Elbridge Ayer Burbank painted American Indians, young and old.
These are from tribes in Arizona or New Mexico.
Among the 68 paintings on display today through July 13 at Chicago's Newberry Library, are these two.
Posterity discovers poor Harvard artist
Jerry Kuyper
April 13, 2002
Northwest Herald, used with permission
HARVARD - A native son is being honored in Chicago this year.
Today through July 13, the Newberry Library, at 60 W Walton
St., will display 68 oil paintings by Elbridge Ayer Burbank.
A library publicist called it the first significant exhibition of Burbank's work since the early 20th century.
Grandson of an early McHenry County settler, Elbridge Gerry Ayer, Burbank was born in 1858, left his native village in 1874 to study at Chicago's Academy of Design (today's Art Institute) and opened a small studio in St. Paul, Minn., in 1880.
Before moving back to Illinois and opening another studio in Chicago, Burbank traveled to Munich, Germany, for a year of study. He was in Chicago for the 1893 World Columbian Exposition and seemed to be enjoying a modicum of success in the art world. His work was displayed in art organization exhibitions, and he also served on several art jury panels.
His life changed forever when his maternal uncle, Edward E. Ayer, first president of the Field Museum of Natural History and a trustee of Newberry Library, asked Burbank to go west and paint Geronimo, one of the most famous of the Apache chiefs.
He arrived at Fort Sill in March 1897 to paint the portrait of this most famous of the Apache chieftains who, Burbank thought, was behind the fort's prison bars.
"Having heard of Geronimo only through the screaming newspaper headlines, which exploited his daring raids and cruel massacres, I was prepared to meet a thoroughly bloodthirsty savage," Burbank wrote in later years.
"I gave thanks that I did not have to encounter this crafty Apache at large, but instead could sketch him behind prison bars. Imagine my great surprise upon arriving at Fort Sill to find that Geronimo was not in prison at all but was allowed his freedom. He lived in a house the government had built for him, a one-story affair built around a patio."
Burbank walked to the house, but the chief was out riding his horse. Burbank sat down on a front step and waited. The wait was short.
Burbank got off on good footing with Geronimo by calling him chief, and not a nickname. The soldiers had nicknamed this short, muscular chief "Gerry," and this did not go over well with this wizened guerrilla warrior of the American Southwest.
Burbank also offered the chief a cigarette, which the chief accepted.
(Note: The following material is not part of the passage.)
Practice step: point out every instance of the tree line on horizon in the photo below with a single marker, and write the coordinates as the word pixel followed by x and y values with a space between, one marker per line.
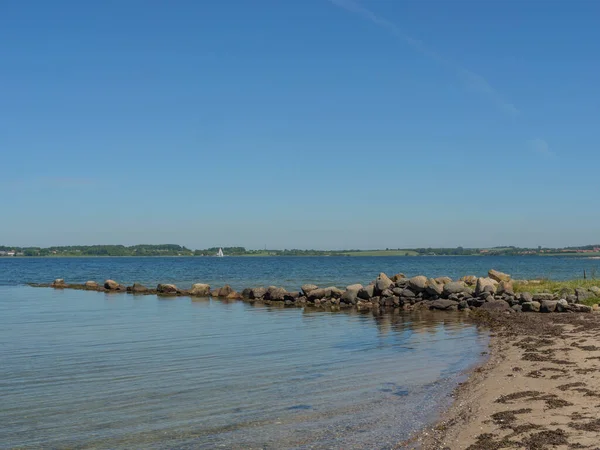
pixel 179 250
The two men, one a 30ish white artist from Chicago and the other a fierce warrior of the desert, puffed silently while they considered each other.
"All this time Geronimo was peering at my face," Burbank said. The chief warmed to Burbank and, eventually, over the weeks that followed, allowed a portrait to be done. Burbank never returned to polite society, in spirit, again. He wrote his uncle, "I have never been so taken with a subject as I am with these Indians. I have made arrangements to stay here all summer."
He vowed, as his life's commission, to paint every Indian tribe in America. He failed in that, but he did his best to record on canvas or paper quite a few tribes, including Apache, Navajo, Hopi, Cheyenne, Sioux, Kiowa and Nez Perce.
"The rest of my life will be devoted among the Indians, and I have a life's work ahead of me," he wrote.
From 1897 to 1910, he painted thousands of portraits, returning to Chicago to sell some, deliver others to his uncle for ethnological reasons and to decorate his studio with the remainder.
Uncomfortable in social circles and suffering from severe bouts of depression, Burbank retreated from his Chicago world more and more into the broad expanse of the West.
"I am so glad 1 am not cooped up in a studio in Chicago," he wrote his Field Museum uncle. "I'd rather be with the Indians than white people, as I have more fun with them and get along so nice with them."
As the famous American Indian personalities died, so did patron interest in his paintings. To make financial ends meet, he switched from oils to red conte crayon drawings, selling more than 4,000 of them.
He sold genre scenes and Indian pictures to tourists from a Navajo reservation trading post in Arizona, and tried to expand his audience by moving first to Los Angeles and then to San Francisco.
After he was struck by a cable car, he died relatively impoverished in 1949.
He left no known progeny, and he may have been married as many as three times. .
His remains today are in the Ayer compound at Mount Auburn Cemetery in Harvard. .
Besides the 68 oils, there are additional items on display at the free spring and summer exhibit.
They include four letters from Burbank to Ayer, six original Conte crayon drawings, a portrait of Ayer, a calendar of Burbank reproductions from 1899 and Burbank's photographs of the American West.